This is not the story I wanted to write. One week left and I have slowly and ever so cautiously slipped.
It is not my usual custom to deprive myself of chocolate or rutabagas for Lent. I do take seriously that this particular season is a good time for deep reflection and mediators, that take many forms, do help. In past seasons, I’ve worked through particular themes or wiser people’s Lenten studies. I have taken on new or reimagined practices (often overcoming some fear) that have stayed with me, like my studio yoga practice.
This year I needed to give up “the news.” I might need to qualify that I mean news from the United States that was sucking the life out of me.
Five weeks ago, I began my Lenten journey with the story of Jesus’ temptation. I wondered in my journal: What temptations rule me? I knew I wasted both my energy and my imagination checking the news—an easy and addictive diversion to whatever I could be doing that would be more filling. Even though it was not my intention to get immersed in the milieu, I had some level of desire to see the drama unfold that was US politics.
I wanted to believe that somehow, somewhere, there are people who are honest in their desire to make the world better for everyone, right? Well, I do want to believe that, but it is not the reason I clicked on multiple news outlets. So yes, I do have less than noble reasons for checking in on the day’s “spin.”
I casually pursued headlines and occasionally listened to cable news elucidation that viscerally affected me. I wanted my side to prevail, you know, the people who share my worldview. I wanted to read that the people who, according to me, misuse their power or privilege are called out by the masses, lose, and even fail. I wanted to hear my own beliefs echoed back to me as I chose shallow and complex engagements over deepening simple truths.
The season of Lent offered me a charge to be better. Change is always possible. Some speak of the parabolic imagination where reversals are possible and sinners become saints and the blind see, see the world as it could be and participate in that transformation. I thought that by refocusing that time I spent that precipitously derailed me, I could develop new relationships with trouble.
I decided to still read the local Times Columnist and watch the Vancouver Island News in the evening. I have seen glimpses of a different way of viewing the news. There was the story about a little dog determined to carry a tree trunk (rather than a sensibly sized stick) along a narrow trail. His owner inspired by his tenacity and sagacity.
I found inspiration myself in the story about a formerly homeless man who has transformed his rented apartment into a work of art with an eclectic accumulation of stuff.
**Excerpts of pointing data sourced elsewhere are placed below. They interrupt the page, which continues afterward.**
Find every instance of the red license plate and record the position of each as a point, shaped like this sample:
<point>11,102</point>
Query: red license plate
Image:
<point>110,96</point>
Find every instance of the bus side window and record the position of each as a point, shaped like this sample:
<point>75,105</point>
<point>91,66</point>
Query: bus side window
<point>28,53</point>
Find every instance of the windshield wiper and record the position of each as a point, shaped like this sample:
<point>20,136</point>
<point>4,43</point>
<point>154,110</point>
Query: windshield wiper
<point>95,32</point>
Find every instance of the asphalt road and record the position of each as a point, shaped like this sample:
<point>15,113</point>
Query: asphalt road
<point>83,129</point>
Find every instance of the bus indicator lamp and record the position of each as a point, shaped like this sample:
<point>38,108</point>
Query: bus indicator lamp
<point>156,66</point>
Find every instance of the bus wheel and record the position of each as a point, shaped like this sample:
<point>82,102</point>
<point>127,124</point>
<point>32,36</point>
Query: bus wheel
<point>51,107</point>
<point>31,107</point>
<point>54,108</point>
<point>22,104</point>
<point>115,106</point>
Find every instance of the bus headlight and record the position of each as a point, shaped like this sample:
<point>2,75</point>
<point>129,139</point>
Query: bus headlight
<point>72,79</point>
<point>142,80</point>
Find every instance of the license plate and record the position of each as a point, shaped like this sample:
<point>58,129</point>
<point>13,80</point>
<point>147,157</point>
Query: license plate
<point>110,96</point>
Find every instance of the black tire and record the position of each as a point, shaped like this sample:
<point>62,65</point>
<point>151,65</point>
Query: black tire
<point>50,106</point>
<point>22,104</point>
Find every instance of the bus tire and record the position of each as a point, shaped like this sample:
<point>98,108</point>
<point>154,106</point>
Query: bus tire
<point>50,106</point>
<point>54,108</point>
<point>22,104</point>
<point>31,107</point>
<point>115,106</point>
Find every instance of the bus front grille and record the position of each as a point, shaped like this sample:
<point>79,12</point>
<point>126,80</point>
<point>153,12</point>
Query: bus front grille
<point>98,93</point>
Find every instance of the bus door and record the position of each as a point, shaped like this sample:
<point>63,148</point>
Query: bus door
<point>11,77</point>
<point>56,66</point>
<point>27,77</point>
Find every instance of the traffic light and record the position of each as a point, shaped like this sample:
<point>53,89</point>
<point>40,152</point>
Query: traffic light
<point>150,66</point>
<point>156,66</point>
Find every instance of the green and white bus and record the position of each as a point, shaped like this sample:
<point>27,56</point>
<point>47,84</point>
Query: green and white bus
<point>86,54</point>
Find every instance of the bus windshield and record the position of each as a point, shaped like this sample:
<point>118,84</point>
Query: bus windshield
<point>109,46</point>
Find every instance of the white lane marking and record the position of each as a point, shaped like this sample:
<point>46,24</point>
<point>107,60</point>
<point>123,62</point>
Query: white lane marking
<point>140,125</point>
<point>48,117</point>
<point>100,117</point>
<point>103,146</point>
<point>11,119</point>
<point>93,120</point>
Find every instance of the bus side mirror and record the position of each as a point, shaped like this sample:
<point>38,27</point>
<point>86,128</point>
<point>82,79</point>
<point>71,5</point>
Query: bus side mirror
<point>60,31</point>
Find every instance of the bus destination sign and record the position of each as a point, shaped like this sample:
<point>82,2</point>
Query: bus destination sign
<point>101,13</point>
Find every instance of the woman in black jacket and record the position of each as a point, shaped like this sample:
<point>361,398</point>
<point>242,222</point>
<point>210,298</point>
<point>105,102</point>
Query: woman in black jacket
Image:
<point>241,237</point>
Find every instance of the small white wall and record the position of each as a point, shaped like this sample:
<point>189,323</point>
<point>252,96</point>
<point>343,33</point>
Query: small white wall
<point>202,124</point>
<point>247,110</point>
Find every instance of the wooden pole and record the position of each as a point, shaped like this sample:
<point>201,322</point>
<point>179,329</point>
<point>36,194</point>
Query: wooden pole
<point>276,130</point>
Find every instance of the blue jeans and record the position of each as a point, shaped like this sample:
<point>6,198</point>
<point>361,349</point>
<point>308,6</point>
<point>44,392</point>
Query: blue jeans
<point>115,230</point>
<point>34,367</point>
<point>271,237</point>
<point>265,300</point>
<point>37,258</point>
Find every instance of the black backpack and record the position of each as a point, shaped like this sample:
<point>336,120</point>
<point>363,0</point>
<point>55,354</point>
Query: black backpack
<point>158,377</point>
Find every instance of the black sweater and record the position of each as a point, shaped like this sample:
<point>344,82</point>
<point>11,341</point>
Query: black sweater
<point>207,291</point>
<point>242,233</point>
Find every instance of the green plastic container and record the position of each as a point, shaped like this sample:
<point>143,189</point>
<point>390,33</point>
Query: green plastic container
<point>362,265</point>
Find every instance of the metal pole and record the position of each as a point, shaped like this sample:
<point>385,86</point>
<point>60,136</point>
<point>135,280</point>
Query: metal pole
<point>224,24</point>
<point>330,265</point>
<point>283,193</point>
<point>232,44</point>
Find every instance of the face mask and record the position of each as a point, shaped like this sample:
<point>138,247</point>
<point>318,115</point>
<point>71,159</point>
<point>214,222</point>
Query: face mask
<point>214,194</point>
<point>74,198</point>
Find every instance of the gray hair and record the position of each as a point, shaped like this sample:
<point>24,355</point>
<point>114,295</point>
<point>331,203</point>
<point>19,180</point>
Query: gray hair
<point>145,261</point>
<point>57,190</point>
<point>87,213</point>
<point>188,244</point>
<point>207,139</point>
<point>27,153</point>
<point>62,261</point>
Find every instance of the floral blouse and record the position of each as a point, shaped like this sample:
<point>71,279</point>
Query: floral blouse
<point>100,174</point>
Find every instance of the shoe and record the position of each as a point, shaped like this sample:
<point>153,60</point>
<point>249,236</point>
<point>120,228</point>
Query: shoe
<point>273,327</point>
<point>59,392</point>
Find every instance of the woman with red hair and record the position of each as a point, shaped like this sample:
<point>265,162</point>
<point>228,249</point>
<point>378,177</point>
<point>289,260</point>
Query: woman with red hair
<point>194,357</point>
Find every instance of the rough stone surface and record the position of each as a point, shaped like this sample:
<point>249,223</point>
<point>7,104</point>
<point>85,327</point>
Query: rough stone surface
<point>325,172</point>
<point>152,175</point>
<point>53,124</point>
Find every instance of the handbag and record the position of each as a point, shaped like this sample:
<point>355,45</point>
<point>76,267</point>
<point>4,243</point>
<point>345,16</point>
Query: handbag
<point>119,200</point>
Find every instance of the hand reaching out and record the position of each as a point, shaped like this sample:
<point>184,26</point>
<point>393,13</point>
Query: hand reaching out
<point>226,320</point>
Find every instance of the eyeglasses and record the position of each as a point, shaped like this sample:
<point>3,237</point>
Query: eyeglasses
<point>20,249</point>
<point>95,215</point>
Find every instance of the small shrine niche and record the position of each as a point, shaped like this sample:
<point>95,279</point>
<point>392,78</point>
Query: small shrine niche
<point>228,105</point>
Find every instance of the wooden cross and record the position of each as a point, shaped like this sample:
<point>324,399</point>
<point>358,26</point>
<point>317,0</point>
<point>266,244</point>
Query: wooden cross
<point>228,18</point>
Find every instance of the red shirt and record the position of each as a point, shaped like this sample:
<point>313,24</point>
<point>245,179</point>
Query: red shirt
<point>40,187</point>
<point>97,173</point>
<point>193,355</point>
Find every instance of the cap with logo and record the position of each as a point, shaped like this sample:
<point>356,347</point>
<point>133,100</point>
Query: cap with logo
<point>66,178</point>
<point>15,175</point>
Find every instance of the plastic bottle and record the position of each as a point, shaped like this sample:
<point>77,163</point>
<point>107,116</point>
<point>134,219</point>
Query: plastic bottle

Even in this time of unprecedented news making, I find relief in the most constant face of the pandemic where I live, the calm and steady voices of caution and compassion— three women who are provincial and national health ministers. Dr. Bonnie Henry ends each day’s briefing for British Columbia with: Be calm, be kind, be safe.
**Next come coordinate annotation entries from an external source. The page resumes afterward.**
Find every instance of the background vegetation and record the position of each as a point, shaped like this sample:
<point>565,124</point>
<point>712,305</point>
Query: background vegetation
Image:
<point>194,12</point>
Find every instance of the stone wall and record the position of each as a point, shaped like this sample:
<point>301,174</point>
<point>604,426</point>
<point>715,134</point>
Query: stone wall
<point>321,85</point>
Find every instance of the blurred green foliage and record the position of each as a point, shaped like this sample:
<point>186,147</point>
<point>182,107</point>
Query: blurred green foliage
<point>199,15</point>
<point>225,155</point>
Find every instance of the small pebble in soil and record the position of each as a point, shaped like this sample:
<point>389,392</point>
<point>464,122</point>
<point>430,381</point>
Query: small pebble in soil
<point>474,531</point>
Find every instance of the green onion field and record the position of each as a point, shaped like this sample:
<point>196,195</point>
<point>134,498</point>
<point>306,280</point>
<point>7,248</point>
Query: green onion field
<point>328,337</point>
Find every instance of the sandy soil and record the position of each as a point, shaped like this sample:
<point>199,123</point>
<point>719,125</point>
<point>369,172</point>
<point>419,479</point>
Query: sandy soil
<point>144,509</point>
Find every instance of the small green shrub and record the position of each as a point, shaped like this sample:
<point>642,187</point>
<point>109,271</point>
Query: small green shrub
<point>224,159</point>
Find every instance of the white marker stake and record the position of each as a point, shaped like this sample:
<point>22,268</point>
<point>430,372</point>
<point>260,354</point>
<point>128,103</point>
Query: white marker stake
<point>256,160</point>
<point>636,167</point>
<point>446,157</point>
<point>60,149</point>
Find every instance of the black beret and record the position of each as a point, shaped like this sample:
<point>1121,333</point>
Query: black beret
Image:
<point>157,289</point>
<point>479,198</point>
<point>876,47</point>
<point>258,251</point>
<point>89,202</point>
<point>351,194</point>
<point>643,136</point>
How could I build a better relationship with troubles? I’ve slowed another anxious part of myself by not checking “news,” or whatever might be tempting that I know is soul-sapping.
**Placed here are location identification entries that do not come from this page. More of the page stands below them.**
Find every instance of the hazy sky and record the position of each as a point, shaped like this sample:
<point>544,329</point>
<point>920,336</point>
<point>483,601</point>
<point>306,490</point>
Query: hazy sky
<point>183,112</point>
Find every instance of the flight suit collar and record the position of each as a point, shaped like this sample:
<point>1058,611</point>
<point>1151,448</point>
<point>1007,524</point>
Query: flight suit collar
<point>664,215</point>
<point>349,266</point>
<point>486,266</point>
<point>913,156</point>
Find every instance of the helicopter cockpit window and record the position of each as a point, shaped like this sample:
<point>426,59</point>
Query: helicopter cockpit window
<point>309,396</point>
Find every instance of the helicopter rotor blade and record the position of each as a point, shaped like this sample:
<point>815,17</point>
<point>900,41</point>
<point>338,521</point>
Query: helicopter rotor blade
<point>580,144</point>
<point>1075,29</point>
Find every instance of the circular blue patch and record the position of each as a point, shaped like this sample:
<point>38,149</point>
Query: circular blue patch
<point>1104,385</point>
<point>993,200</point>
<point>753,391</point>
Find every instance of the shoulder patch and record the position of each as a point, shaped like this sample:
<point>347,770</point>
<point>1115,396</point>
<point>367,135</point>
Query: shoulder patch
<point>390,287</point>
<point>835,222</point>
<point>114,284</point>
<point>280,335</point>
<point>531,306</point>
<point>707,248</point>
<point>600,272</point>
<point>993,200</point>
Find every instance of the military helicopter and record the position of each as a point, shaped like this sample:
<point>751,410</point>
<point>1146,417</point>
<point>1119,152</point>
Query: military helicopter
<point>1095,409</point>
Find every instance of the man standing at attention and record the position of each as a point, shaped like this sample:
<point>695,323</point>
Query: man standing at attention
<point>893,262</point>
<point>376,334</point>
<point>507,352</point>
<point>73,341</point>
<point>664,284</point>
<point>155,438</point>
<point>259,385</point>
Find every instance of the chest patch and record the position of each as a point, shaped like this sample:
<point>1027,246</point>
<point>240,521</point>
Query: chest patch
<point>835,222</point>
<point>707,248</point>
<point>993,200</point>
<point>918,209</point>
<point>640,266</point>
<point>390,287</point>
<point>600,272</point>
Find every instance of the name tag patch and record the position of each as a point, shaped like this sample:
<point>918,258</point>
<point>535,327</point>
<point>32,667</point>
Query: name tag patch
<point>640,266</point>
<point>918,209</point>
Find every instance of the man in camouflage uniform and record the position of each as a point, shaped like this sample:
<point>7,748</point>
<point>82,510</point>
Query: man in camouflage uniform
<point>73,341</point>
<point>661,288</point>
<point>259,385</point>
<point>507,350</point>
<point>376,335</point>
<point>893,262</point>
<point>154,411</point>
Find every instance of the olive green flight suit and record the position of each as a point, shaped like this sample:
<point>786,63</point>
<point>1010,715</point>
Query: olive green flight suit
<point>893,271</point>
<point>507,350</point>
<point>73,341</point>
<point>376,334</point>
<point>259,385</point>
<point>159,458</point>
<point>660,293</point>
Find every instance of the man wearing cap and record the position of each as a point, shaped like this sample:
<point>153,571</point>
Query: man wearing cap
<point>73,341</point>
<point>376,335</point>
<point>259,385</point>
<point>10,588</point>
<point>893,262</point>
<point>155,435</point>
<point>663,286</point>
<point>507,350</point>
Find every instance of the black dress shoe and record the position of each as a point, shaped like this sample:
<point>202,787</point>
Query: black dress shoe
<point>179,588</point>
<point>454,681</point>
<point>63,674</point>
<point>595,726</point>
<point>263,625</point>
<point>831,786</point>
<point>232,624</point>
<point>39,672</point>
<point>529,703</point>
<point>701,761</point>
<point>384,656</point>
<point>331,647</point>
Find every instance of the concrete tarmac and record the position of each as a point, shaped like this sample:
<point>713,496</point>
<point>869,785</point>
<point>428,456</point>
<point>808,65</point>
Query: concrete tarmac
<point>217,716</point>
How might I build a Lent that becomes a life and cultivate a closer relationship with goodness? I can seek out those voices that are kind and true like our Health Minister and maintain distance from those that are not. I am learning ever so slowly to observe my thoughts, even the ideas that incense me, without commenting or judging or expanding upon them. Let them pass. That will take a lifetime, I know. I wonder if this is the wisdom of building up treasure; the kind that is seen in secret and will be reward enough.
I am reminded of Socrates’ advice for choosing our words: “Is it true; is it kind, or is it necessary?” Maybe I could apply that filter when choosing news to hear—worthy news.